Um abraço, parabéns pelo blog.

Santos.

Allan Marchione
31/08/2010

Santos,

Elementos como citações, pesquisas e entrevistas também podem compor um texto científico, das ciências socias. No entanto, quando digo que minha pretensão nunca foi dar ao blog um caráter específicamente jornalístico, me refiro a linguagem utilizada. Não desejo em todas as postagens somente divulgar um fato em uma linguagem análoga à linguagem jornalística. Posso estar enganado. Talvez não haja uma linguagem específica. Mas minha intenção, sempre que for possível, é utilizar o pensamento de alguns autores da minha área para tentar compreender uma realidade social.

Sobre a sua afirmação de que campanha política existe não para angariar votos, mas sim para a apresentação de propostas, o próprio Sartori vai falar de eleição mais pra frente. Em uma outra postagem vou apresentar a análise dele sobre eleição e veremos, sob a sua ótica, se eleição é quantidade ou qualidade nos dias de hoje.

Estou informando as pessoas, assim como todos os veículos de comunicação tem a natureza de fazer. Mnipular? Não. Informar? Sim. Meu intuito neste post é mostrar para as pessoas o qual importante é para democracia distribuir o poder. Disse Hamilton uma vez:

“Dê-se todo o poder a muitos, eles oprimirão poucos. Dê-se todo poder a poucos, eles oprimirão muitos”.

Allan Marchione

Mônica
31/08/2010

Nossa,complexo no começo, mas até que faz sentido no final das contas…

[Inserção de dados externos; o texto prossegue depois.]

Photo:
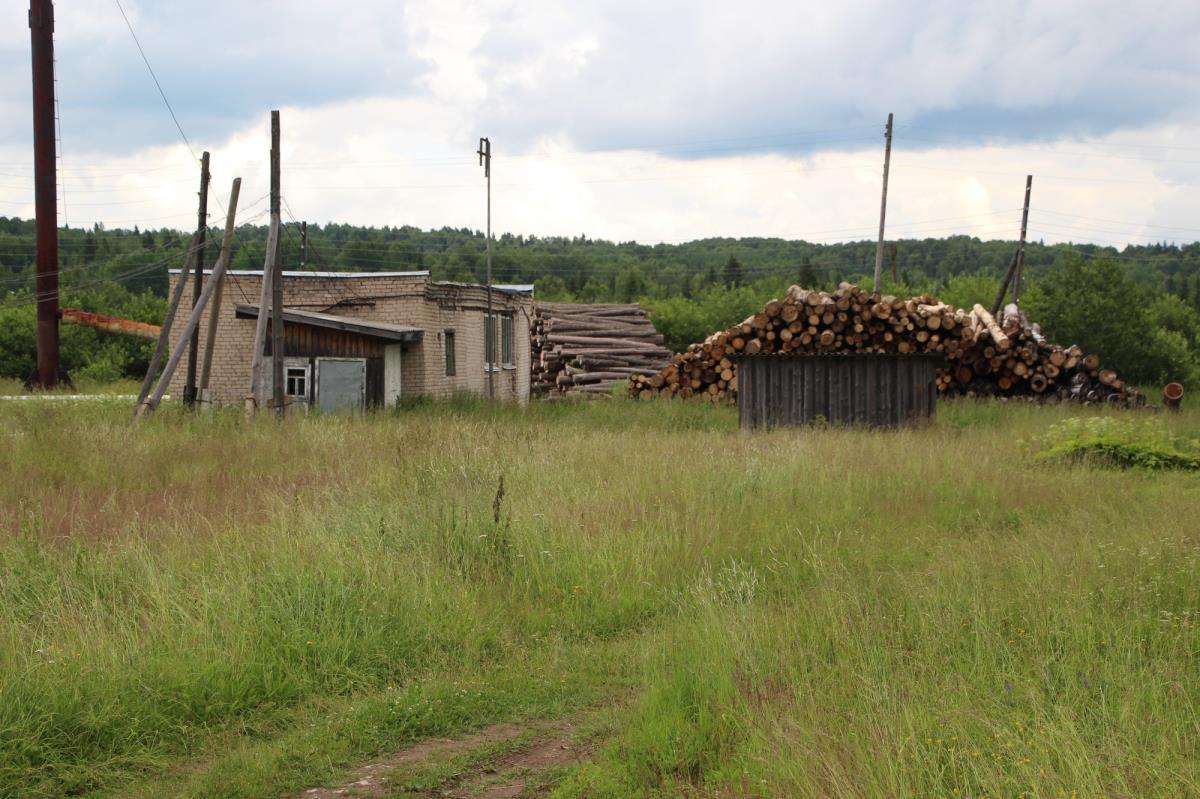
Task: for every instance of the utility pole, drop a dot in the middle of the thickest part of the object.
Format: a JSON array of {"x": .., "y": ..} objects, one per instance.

Não consegui ver o vídeo aqui, mas acredito que seja esclarecedor. Apesar de não ter gostado mto do último mandato do CM na prefeitura, acho ele extremamente inteligente (posso estar enganada na parte do mandato, já que na mídia só circulam informações que os “graúdos” querem).
E penso que para ter governo, tem q haver oposição, pq se não vira um oba oba.
O trab. de um senador é diferente de um prefeito, e acho que ele no senado iria se dar bem.